Stacey At Sea Photo Slideshow

Saturday, January 31, 2009

SPAIN! (part one)

Spain. Was. Awesome. I can’t believe that four days can go by so fast. I am a journalist, so I will try and tell you as many details as I can and, keep in mind that that means this post (or possibly the next few posts, if I decide to break it in parts). I am also safely back on the ship and we’re headed to Gibraltar to refuel – I hope we get to see it from the deck.

We pulled into port Wednesday around 7 a.m. and I woke up early enough to get breakfast and watch the ship pull into the dock in Cadiz. I was so grateful to see something other than ocean, then, to actually to be able to get off the ship – that was even better! If you’re planning on traveling overnight off the ship, they recommend that you take your passport, so they call people by “seas,” which are like floors – I’m in the Mediterranean Sea – and after that you are allowed to disembark the ship. As soon as we were called I was packed and ready to go. I met Jordan and Shannon, who I was traveling with, in line to get off the ship and shortly after found Sara and Jane, who we had also planned to travel with. Sara and Jane are roommates on the ship and Jordan and Shannon are boyfriend/girlfriend from Connecticut. We walked through Cadiz and stopped to get some coffee, or café con leche, before heading to the train station. Then we got the train from Cadiz to Seville. On the train, a girl sat down near us while we were practicing our Spanish with a Spanish/English dictionary. Then she joined in on our conversation, which was a lot of fun! Her name was Cristina and she is a student in Seville, but is from Cadiz. She was helping us with our Spanish and we helped her with her English. She told us that she learned English after taking 9 years of English and French in grade school. So we talked then, when it was time to get off the train she even was nice enough to direct us to a taxi. That left all of us feeling good about our next few days in Spain.
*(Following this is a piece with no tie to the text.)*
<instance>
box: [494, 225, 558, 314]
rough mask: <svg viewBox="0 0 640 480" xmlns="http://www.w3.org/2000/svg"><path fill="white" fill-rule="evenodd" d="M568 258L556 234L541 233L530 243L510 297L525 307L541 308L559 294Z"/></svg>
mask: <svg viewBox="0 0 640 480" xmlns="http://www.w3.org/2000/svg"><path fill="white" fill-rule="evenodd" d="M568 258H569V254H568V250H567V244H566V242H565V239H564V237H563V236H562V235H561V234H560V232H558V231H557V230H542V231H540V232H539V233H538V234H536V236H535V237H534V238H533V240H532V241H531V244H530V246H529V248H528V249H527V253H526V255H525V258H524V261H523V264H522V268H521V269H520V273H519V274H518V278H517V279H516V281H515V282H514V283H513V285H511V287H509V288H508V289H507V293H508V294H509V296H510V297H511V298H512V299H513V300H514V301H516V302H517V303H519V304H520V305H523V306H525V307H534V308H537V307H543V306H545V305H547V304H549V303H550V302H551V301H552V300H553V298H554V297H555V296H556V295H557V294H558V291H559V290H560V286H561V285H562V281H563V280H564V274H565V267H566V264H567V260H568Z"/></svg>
We then settled into the hostel, which was actually really awesome. It was pretty modern with white marble-like floors and glass and steel stair railings as well as three computers with free internet, a nice lobby with lots of travel information, and a kitchen and rooftop terrace. We stayed in a room with three sets of bunk beds, so it was just the five of us until we came back from dinner and another girl traveling from South Korea took the sixth bed. Each bed also had a small safe in a bank of them outside each room that you could set a code to open and close. I really enjoyed our night there and was only disappointed that we couldn’t stay longer. We ventured out to see some sights in Seville, but ended up just wandering for most of the afternoon. We did see the Plaza de Espana, a huge building in a semi-circle shape that opens into a tiled plaza with a fountain, man-made waterway and bridges crossing them. Then we walked through one of the gardens of Seville to the cathedral there, except that we didn’t make it there before it closed at 5 p.m. But the outside was impressive by itself. We got some dinner and came back to the hostel after walking for a long time through the streets of Seville. We visited a department store, called El Corte Ingles (literally “The English Cut,” as in the English cut suit) that has a supermarket in the basement with housewares on the two upper floors. We bought some bread, queso manchego (“cheese of La Mancha”) and drinks and went back to the hostel. We enjoyed chatting and eating for a while, before deciding to go out again for some more tapas and retiring to the hostel once more.

On Thursday, we decided to go to Cordoba. We took the train from Seville to Cordoba shortly after getting some breakfast. After that we found the hotel, which was only a few more euro than the hostel. There we had two separate rooms, one that was a double and the other was a triple – and the bathrooms had bidets in them! (I meant to take a picture, but forgot). We wandered through Cordoba for a while, until finding the Mezquita (the “mosque”), which is actually now a cathedral. It was mind-boggling. The mosque was originally built in something like 732 and taken over as a cathedral in the 1200s. Really? I can’t even wrap my mind around something like that. They were doing some sort of work on one section of the building, so it seems like they’re continuously working on it. The sheer age of everything just is incomphrensible. The building is also enormous and is about 10 degrees colder than the outside. The huge arches throughout the entire inside are really cool looking because they’re striated in two different types of stone. If there’s anywhere Uncle Al is looking to vacation I would definitely recommend Spain, just for the religious relics and buildings. The entire building is also bordered on the inside by altars or shrines to matyrs and saints. Most of them were amazing portraits or statues in these sort of alcoves blocked off with wrought iron gates. The Mezquita also had a beautiful court yard with orange trees and this patterned stone pavement. It was probably the best thing I saw in the last four days.

There’s a bit of an update, although that’s not the whole trip. I will continue in the morning because I need some rest.